The Shania Twain Centre in this northern Ontario community permanently closes its doors Friday, barely a dozen years after its grand opening, and will be demolished to become part of an open-pit gold mine.
A sinkhole of taxpayer money, the centre consumed some $10 million in government funds for its construction in 2000-2001, and racked up more than $1 million in operating deficits in the years since.
Grant applications to the Ontario and federal governments in the 1990s projected annual attendance of 50,000 tourists by 2005.
Twain, now 47, grew up poor in Timmins, and got her fledgling start singing in local bars before striking it rich on the world stage in 1995.
But the sleek, modern structure, featuring displays of Twain memorabilia along with gold-mining artifacts, has drawn no more than 15,000 people in any year.
In the end, every resident of this hardscrabble, century-old mining town of 47,000 was shelling out $7 a year just to keep the lights on. And by 2010, each visitor to the centre was being subsidized to the tune of $33.72.
It was supposed to be the other way around, with the centre generating enough revenue to at least break even -- that would require about 33,500 paying visitors annually -- while filling local hotels and restaurants with tourists.

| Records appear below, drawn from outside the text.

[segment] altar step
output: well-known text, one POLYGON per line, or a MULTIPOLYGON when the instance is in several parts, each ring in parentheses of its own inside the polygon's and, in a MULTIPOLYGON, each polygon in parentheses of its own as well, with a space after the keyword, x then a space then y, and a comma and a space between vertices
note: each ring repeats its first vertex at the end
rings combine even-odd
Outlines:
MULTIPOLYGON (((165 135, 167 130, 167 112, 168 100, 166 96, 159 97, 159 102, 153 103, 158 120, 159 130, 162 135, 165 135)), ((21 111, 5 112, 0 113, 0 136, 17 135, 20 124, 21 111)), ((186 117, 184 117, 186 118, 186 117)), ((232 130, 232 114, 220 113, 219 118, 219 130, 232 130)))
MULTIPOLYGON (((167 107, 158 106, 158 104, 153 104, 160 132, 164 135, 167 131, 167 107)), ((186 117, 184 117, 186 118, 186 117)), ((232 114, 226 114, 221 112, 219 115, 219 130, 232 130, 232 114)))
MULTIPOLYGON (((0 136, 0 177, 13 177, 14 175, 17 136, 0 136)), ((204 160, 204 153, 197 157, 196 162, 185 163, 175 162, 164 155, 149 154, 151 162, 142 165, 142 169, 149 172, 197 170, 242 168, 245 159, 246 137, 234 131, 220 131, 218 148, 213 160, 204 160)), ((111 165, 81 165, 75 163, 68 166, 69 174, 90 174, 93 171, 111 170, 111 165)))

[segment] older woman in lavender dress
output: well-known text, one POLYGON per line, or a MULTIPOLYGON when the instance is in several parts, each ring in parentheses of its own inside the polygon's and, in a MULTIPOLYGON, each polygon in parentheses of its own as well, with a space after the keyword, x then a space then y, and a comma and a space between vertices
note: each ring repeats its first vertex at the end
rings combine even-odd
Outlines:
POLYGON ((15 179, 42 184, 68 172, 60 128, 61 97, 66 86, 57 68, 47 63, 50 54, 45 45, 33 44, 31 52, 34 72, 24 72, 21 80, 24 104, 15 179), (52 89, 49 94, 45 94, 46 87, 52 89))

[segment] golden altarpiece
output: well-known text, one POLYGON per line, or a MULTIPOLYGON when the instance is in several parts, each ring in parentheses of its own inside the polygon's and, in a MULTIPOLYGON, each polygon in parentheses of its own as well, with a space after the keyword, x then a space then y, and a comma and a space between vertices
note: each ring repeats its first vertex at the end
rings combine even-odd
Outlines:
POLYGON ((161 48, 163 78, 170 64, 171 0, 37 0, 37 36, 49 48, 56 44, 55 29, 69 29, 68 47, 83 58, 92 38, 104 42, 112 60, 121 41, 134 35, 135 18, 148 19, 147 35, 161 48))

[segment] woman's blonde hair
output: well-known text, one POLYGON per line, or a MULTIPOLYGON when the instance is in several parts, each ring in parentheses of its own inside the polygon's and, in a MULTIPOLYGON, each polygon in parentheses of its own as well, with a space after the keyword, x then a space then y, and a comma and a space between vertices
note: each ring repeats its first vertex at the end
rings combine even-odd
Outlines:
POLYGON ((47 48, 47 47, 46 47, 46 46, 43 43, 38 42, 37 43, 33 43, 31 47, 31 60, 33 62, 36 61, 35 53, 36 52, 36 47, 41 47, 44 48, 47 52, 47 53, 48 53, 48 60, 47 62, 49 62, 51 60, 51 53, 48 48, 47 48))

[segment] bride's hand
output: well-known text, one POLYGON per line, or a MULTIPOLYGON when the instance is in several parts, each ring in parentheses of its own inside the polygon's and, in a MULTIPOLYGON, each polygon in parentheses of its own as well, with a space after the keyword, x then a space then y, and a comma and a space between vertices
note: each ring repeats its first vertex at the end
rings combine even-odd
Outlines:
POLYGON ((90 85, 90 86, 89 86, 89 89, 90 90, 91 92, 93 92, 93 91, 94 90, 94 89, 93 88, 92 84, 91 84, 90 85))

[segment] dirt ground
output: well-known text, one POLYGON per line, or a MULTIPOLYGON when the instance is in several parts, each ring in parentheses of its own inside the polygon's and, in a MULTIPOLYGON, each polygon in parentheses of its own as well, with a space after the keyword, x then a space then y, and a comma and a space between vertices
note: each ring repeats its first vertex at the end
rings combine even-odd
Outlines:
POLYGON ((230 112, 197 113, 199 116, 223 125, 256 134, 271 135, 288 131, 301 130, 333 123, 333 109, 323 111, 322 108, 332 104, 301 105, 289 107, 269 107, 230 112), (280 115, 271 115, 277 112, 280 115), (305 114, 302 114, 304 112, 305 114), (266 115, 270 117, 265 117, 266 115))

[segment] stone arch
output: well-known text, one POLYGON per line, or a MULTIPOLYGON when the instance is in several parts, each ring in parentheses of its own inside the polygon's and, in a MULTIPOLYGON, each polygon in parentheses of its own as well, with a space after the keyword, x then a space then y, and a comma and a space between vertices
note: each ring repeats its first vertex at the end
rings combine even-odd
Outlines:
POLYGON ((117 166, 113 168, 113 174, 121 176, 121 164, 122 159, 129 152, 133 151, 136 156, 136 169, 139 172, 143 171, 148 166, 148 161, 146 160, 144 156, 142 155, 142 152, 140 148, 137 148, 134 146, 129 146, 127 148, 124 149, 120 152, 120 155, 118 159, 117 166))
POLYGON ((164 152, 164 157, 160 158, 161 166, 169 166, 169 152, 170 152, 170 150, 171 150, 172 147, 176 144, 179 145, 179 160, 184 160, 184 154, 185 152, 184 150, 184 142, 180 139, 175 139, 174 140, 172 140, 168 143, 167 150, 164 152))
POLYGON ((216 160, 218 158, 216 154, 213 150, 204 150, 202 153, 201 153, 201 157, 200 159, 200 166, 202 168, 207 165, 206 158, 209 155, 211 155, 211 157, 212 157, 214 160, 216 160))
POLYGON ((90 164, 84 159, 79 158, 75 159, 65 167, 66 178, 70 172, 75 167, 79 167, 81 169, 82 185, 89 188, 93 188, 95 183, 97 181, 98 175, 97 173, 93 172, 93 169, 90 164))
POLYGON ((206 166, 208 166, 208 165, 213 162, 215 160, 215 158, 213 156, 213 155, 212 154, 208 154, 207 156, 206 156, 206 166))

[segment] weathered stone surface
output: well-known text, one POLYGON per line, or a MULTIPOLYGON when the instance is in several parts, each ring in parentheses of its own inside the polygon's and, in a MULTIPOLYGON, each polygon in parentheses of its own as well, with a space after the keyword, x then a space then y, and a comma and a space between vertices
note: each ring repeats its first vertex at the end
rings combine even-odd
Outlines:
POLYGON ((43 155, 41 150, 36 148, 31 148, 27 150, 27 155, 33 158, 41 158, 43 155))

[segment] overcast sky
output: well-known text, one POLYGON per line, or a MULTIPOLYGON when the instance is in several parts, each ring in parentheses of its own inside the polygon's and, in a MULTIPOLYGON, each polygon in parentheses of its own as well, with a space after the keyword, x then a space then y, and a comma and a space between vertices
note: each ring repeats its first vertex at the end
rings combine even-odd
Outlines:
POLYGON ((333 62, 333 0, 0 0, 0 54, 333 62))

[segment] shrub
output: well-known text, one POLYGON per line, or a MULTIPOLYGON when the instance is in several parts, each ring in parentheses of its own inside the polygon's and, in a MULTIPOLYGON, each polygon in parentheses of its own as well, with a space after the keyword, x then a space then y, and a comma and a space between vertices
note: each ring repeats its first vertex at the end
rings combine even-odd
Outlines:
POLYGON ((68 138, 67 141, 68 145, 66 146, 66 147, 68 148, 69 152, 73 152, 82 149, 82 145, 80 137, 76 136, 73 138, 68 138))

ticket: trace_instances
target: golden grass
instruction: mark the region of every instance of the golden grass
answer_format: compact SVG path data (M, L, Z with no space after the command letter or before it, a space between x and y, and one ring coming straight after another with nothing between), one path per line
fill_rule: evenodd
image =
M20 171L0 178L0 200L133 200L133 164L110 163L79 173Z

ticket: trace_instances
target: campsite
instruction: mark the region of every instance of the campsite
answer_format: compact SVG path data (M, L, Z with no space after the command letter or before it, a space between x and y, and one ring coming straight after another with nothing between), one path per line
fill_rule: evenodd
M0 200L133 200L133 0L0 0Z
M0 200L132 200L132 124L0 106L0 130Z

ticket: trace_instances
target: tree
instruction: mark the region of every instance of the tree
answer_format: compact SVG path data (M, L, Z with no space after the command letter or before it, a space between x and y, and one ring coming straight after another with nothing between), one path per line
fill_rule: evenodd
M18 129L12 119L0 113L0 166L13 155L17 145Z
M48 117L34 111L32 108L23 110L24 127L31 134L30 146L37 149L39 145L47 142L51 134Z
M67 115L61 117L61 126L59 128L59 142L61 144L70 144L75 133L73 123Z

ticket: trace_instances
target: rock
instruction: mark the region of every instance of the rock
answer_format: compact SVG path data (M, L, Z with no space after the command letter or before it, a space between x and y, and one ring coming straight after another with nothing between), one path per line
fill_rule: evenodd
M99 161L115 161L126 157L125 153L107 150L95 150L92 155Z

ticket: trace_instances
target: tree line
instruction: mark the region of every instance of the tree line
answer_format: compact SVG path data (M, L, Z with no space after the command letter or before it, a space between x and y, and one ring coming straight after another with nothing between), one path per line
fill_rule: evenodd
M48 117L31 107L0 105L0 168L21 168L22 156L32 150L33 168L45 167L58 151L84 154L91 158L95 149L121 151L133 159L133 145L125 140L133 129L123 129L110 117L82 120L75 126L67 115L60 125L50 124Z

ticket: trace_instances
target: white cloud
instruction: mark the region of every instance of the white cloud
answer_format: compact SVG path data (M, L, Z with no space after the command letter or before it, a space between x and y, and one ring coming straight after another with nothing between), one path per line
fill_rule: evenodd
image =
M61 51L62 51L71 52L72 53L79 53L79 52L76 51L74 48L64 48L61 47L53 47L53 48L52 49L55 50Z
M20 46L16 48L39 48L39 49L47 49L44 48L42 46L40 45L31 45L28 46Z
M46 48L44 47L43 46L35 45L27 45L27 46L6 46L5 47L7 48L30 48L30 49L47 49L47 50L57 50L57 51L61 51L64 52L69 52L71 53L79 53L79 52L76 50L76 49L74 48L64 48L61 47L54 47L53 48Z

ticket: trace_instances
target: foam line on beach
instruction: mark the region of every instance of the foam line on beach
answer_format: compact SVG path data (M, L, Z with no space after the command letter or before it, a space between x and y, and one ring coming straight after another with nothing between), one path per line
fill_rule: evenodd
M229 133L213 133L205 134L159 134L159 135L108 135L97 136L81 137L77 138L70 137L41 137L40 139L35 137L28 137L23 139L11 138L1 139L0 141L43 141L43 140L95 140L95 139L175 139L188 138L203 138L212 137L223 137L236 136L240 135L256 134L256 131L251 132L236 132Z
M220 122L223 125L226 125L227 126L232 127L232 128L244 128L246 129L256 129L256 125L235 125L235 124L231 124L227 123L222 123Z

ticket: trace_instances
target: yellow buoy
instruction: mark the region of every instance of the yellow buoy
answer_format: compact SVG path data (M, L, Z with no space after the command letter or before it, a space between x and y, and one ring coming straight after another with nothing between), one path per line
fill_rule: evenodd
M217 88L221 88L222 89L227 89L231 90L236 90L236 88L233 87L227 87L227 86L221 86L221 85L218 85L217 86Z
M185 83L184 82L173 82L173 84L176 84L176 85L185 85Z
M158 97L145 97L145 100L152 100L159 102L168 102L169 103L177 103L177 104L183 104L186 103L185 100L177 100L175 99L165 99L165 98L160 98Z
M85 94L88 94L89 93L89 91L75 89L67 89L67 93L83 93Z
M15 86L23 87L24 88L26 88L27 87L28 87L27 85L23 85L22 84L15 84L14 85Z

"We probably should have taken a better look at the numbers to ensure the expectations could be met," Mayor Tom Laughren said of the planning that happened long before he took office.
A 2011 financial analysis showed that Timmins city council faced continuing operating deficits of at least $233,000, whether it chose expansion or scaling back.
So council last month announced a deal to sell the property to mining firm Goldcorp Inc. for $5 million, just half of the tax dollars spent for construction.
Goldcorp, which will officially acquire the property June 28, plans to demolish the structure to make the gold-seeded land underneath part of a massive open-pit mine being developed adjacent to the town.
The sad end of the once-bright hopes for the centre began last May, when Twain's management company repatriated most of her memorabilia -- including an entire tour bus -- to Las Vegas, where the singer now has a regular show.